Much of the Bolivar WWTP was originally built in the 1960s and Aurecon have been working on the use of 3D computational fluid dynamics (CFD) modelling to extend the life of shallow tanks for another 20 years.

The existing structures are 40m in diameter with a side water depth of 3.15m, compared to a modern design that would be 4.5m or deeper at the side wall – shallow depth provides little volume to store sludge in the sludge blanket as operating conditions vary.

Using 3D CFD modelling, a bespoke design was developed with other modifications including replacement of the plough scrapers with deeper log spiral scrapers (two with full radius, two with half radius), installation of a stamford baffle below the peripheral weir and changes to return activated sludge (RAS) pumping to allow a wider range, including intermittent pumping overnight if needed.

“The design was checked and optimised using specialist CFD modelling, programmed to account for the hindered settling properties of activated sludge,” Briggs told Ozwater’18 attendees.

All indications to date show that the new design is operationally more stable with better ability to control the sludge blanket depth.

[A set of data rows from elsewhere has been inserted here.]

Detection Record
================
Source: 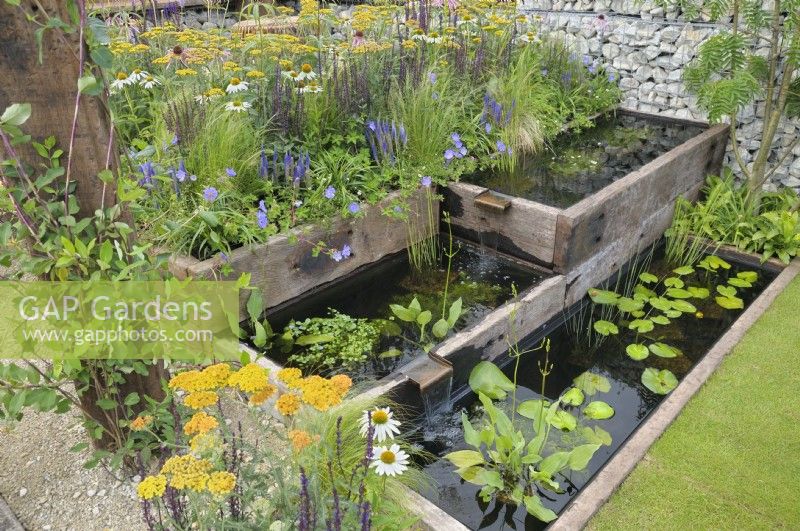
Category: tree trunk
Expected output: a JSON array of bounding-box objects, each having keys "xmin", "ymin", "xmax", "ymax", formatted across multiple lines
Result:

The effluent solids concentration has since improved and the modified design can process higher solids loading than the existing design – meaning the existing 55-year-old structures can be used for another 20 years, at least.

This translates into an estimated deferred capital saving of more than $60 million, as compared to constructing new clarifiers immediately to replace them.

“Modern technology has successfully assisted with increasing effective capacity over the old design and achieving close to 100% of the theoretical capacity, with a significant improvement in effluent quality,” Briggs said.